Al mondo esistono soltanto due tipi di persone: i predatori e le prede. Sta a noi scegliere se voler essere un agnello o vivere da leoni. È questa la visione di Marla Grayson (Rosamund Pike), una tutrice legale che si muove nella zona grigia della legge per truffare e sfruttare il più possibile anziani che necessitano di assistenza. E non è l’unica a pensarla così, anzi. in I Care a Lot, infatti, chiunque passi su schermo evidenzia il suo lato più corrotto ed egoistico, senza mostrare alcuna esitazione nel schiacciare gli altri per raggiungere successo e benessere personale. Le loro vittime fanno solo da sfondo, relegati al loro ruolo di “mucche da mungere” e ogni categoria sociale solitamente protetta o tutelata viene completamente ribaltata, mostrando donne meschine e anziani insolenti, impedendo allo spettatore di creare un rapporto empatico con chiunque.

Mai fu più vera l’espressione di hobbesiana memoria “Homo homini lupus”.

I problemi nel suo piano perfetto arrivano quando mette gli occhi su una succosissima preda, una gallina dalle uova d’oro che, però, porterà con sé molte complicanze apparentemente insormontabili. Marla incarna appieno il sogno americano, determinata ad avere successo e a entrare a far parte del piccolo gruppo di ricchi in grado di usare i soldi come arma e nel farlo ci mostra il lato più oscuro di questo sogno: dietro alla figura di una persona intraprendente fatta da sé e che tramite le sue sole forze e abilità riesce a scalare la vetta del successo, si nasconde un essere maligno e avido disposto a far affondare chiunque pur di ottenere ciò che vuole.

Il film porta una critica tanto al capitalismo come veleno per le menti, quanto alle falle del sistema sanitario statunitense (e non solo) che consentono di rivoltare leggi e norme a proprio piacimento, permettendo di agire ingiustamente, ma lasciando la fedina penale immacolata.

Rosamund Pike, già alle prese con un ruolo subdolo e macchinatore in Gone Girl (D. Fincher 2014), ci regala uninterpretazione eccellente, riuscendo anche solo con lo la recitazione fisica a mettere in chiaro la determinazione ad affermare la propria superiorità, rendendo a volte i dialoghi tautologici e superflui.

Il potenziale della pellicola non rispecchia purtroppo il risultato finale. Il lavoro di J Blackson riesce a intrattenere e mantenere lo spettatore davanti allo schermo, ma sembra perdere la bussola con l’avanzare del film.

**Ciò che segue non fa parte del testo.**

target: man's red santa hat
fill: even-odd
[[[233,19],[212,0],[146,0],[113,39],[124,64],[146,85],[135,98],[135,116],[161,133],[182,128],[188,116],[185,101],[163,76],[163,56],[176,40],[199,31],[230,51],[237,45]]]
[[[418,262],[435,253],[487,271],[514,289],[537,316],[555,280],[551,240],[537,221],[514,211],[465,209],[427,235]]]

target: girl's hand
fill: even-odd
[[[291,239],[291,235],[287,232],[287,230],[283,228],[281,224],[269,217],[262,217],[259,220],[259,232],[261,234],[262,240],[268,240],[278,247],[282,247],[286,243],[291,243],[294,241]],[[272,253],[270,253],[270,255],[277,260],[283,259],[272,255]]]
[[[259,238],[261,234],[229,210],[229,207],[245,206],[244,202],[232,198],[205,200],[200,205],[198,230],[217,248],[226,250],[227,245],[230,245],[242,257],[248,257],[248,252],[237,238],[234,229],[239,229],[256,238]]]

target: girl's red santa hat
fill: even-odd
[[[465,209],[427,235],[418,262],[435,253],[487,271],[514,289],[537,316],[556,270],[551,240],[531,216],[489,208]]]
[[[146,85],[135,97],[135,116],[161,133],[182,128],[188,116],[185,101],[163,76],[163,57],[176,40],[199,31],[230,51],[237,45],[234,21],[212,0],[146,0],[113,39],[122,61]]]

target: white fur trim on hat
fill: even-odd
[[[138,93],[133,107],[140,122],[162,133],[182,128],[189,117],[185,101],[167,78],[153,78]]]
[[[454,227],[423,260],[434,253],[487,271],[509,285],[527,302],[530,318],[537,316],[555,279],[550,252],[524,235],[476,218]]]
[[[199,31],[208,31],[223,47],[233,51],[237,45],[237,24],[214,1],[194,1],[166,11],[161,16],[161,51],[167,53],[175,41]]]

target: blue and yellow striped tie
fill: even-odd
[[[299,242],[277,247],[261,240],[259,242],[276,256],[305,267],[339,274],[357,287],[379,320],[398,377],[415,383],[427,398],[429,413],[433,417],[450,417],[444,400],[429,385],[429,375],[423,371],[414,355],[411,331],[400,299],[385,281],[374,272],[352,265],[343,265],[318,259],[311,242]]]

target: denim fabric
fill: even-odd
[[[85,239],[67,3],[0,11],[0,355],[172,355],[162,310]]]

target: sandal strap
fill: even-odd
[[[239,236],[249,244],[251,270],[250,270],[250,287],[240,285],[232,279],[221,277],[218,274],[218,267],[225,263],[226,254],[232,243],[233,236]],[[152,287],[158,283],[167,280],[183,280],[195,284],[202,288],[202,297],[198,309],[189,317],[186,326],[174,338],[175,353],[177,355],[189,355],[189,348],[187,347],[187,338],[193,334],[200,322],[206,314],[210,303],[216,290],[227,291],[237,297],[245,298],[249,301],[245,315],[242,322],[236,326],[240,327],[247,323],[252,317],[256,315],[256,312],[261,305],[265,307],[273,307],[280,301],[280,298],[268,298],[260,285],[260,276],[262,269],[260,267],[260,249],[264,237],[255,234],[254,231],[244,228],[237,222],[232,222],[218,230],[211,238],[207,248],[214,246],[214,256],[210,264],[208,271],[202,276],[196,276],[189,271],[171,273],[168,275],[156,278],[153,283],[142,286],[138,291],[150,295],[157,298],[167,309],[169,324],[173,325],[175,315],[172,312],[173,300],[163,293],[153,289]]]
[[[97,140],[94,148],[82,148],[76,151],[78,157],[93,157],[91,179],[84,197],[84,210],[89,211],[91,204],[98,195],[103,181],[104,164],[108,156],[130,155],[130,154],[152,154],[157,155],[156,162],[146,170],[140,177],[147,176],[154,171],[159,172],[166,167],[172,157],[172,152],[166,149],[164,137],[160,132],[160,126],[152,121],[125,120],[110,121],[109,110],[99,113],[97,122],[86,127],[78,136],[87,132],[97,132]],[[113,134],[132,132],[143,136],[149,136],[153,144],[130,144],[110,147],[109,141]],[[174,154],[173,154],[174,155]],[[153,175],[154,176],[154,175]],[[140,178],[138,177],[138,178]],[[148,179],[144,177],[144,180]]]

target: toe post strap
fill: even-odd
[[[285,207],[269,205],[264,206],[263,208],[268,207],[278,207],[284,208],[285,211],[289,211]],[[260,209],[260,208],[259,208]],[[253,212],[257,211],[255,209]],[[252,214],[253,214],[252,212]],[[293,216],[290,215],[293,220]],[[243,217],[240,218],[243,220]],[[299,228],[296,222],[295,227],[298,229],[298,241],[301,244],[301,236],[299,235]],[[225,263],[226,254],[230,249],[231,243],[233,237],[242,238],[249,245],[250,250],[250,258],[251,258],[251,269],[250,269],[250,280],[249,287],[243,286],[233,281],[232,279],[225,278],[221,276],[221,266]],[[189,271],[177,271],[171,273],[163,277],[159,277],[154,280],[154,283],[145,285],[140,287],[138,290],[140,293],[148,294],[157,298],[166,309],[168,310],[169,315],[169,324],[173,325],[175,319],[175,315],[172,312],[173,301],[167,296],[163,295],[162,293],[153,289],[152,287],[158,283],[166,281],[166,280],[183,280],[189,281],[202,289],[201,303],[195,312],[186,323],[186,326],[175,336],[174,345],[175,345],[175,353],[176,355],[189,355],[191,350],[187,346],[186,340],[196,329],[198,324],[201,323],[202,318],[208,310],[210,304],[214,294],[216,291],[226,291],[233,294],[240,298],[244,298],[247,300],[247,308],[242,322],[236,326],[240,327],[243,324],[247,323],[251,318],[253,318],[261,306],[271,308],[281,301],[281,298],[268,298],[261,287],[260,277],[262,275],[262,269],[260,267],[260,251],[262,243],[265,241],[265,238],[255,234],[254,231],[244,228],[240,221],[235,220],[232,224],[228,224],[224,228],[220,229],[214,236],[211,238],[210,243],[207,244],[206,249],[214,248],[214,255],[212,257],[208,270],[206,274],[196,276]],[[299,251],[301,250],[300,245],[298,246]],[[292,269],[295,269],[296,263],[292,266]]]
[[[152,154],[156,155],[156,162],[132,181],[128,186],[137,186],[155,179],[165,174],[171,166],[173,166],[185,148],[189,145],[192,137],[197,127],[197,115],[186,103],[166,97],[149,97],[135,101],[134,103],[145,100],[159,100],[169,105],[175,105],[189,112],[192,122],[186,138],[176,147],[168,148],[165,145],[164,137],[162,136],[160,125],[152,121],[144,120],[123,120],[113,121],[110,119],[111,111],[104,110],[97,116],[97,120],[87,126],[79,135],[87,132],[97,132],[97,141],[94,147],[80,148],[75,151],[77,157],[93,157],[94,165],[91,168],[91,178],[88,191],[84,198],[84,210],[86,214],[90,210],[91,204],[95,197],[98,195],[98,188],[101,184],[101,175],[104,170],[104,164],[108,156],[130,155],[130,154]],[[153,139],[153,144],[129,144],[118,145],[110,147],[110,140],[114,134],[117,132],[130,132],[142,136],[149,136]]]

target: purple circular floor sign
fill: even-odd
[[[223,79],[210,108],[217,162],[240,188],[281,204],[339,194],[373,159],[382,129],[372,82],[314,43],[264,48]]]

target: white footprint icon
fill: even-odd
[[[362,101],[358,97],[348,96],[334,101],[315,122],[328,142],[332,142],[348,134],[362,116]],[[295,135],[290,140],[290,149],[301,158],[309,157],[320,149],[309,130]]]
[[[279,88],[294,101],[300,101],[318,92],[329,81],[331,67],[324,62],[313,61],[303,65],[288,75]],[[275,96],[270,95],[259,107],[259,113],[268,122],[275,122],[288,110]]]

L’idea alla base è interessante sia come narrativa che come messaggio. Guardando i primi minuti ci si aspetta una lotta più psicologica, con la protagonista che cerca ogni cavillo legale per assicurarsi la vittoria in un gioco di maschere. Marla Grayson, infatti, mostra fin da subito come dietro a tutti quei sorrisi quasi plastici e i grandi discorsi per il benessere del cliente, si nasconde una quasi totale assenza di moralità. Il tribunale è il suo palcoscenico e campo di battaglia, dove convincere il giudice e manovrarlo a suo piacimento, a differenza del principale antagonista che vede il suo punto di forza nell’aggressività e illegalità. Con il susseguirsi degli eventi, però, lo scontro vede abbandonare le aule del tribunale per trasformarsi in un film d’azione, con tanto di esplosioni e rapimenti al limite del possibile, dove due semplici tutrici legali mettono in seria difficoltà killer professionisti della mafia russa.

Oltre alla dubbia credibilità che due persone, per quanto determinate, riescano a scontrarsi a viso aperto contro una criminalità organizzata, questo cambio di rotta trascura uno dei punti di forza potenziali del film: la critica all’inefficienza del sistema giudiziario, in particolar modo nella gestione della sanità, che oltre a non tutelare il più debole, gli impedisce di liberarsi dalla morsa del carnefice, in quanto sulla carta non sono stati commessi illeciti. Questo punto focale viene sostituito dalla ricerca di vendetta e da una sfida personale, abbandonando la manipolazione delle leggi e lasciando spazio all’illegalità pura e semplice.

Il tentativo di recupero nell’epilogo non è sufficiente a nascondere come questo film non abbia le idee chiare del genere a cui appartiene e non riesce a risollevare pienamente le sorti della pellicola.

Il film in sostanza intrattiene, con una buona tecnica registica e una grande interpretazione dei ruoli principali, ma lascia un po’ di amaro in bocca per la confusione narrativa che stona nel secondo atto e una mancata possibilità di portare una critica sociale non solo accennata, ma ben approfondita.